OpenAI has introduced substantial upgrades to ChatGPT, allowing it to comprehend spoken words, respond using synthetic voices, and process images. Users can now engage in voice conversations on the mobile app, choosing from five synthetic voices, and sharing images for analysis. The update aims to compete with other AI chatbot leaders like Google and Microsoft. Concerns about synthetic voices facilitating deepfakes were addressed, with OpenAI clarifying their voices were created with professional actors. The use of consumer voice data and data security details remains somewhat vague.
OpenAI has unveiled significant enhancements to ChatGPT, marking the most substantial update since the introduction of GPT-4. This upgraded version now possesses the ability to “see,” “hear,” and “speak” in a sense, as it can comprehend spoken words, provide responses through synthetic voices, and process images. The company announced this development on Monday.
For users of ChatGPT’s mobile app, there is now the option to engage in voice conversations, with five different synthetic voices available for users to choose from for the bot’s responses. Furthermore, users can now share images with ChatGPT and even pinpoint specific areas for detailed analysis or inquiry, such as asking, “What types of clouds are these?”
OpenAI plans to roll out these changes to its paying users over the next two weeks.
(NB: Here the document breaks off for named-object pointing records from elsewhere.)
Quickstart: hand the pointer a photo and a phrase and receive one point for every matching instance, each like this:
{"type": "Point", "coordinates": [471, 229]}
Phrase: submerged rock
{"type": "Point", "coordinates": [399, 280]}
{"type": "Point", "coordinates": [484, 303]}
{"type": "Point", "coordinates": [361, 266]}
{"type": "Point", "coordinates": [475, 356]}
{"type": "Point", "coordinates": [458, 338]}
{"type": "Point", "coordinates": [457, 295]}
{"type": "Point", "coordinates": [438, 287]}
While the voice functionality will initially be accessible only on iOS and Android apps, the image processing capabilities will be available on all platforms.
This significant feature update comes amidst the escalating competition in the artificial intelligence landscape, with companies like OpenAI, Microsoft, Google, and Anthropic vying to introduce not only new chatbot applications but also innovative features. For instance, Google has announced multiple updates to its Bard chatbot, while Microsoft has integrated visual search into Bing.
Earlier this year, Microsoft’s substantial investment of an additional $10 billion in OpenAI was regarded as the most substantial AI investment of the year. In April, OpenAI reportedly concluded a $300 million share sale, valuing the company at approximately $27 billion to $29 billion, with contributions from prominent firms like Sequoia Capital and Andreessen Horowitz.
However, there are concerns among experts regarding AI-generated synthetic voices, which, in this context, could provide users with a more natural experience but also potentially facilitate more convincing deepfakes. Threat actors and researchers have already begun exploring how deepfakes could be exploited to breach cybersecurity systems.
OpenAI acknowledged these concerns in its announcement, emphasizing that the synthetic voices were crafted with the direct involvement of voice actors rather than being collected from anonymous sources.
The release did not provide extensive details about how OpenAI intends to utilize consumer voice inputs or how data security will be ensured if such data is employed. OpenAI’s terms of service assert that consumers maintain ownership of their inputs “to the extent permitted by applicable law.”
Regarding voice interactions, OpenAI pointed to its guidance, which states that audio clips are not retained and are not used to enhance the models. However, it should be noted that transcriptions are considered inputs and may be employed to improve the large-language models.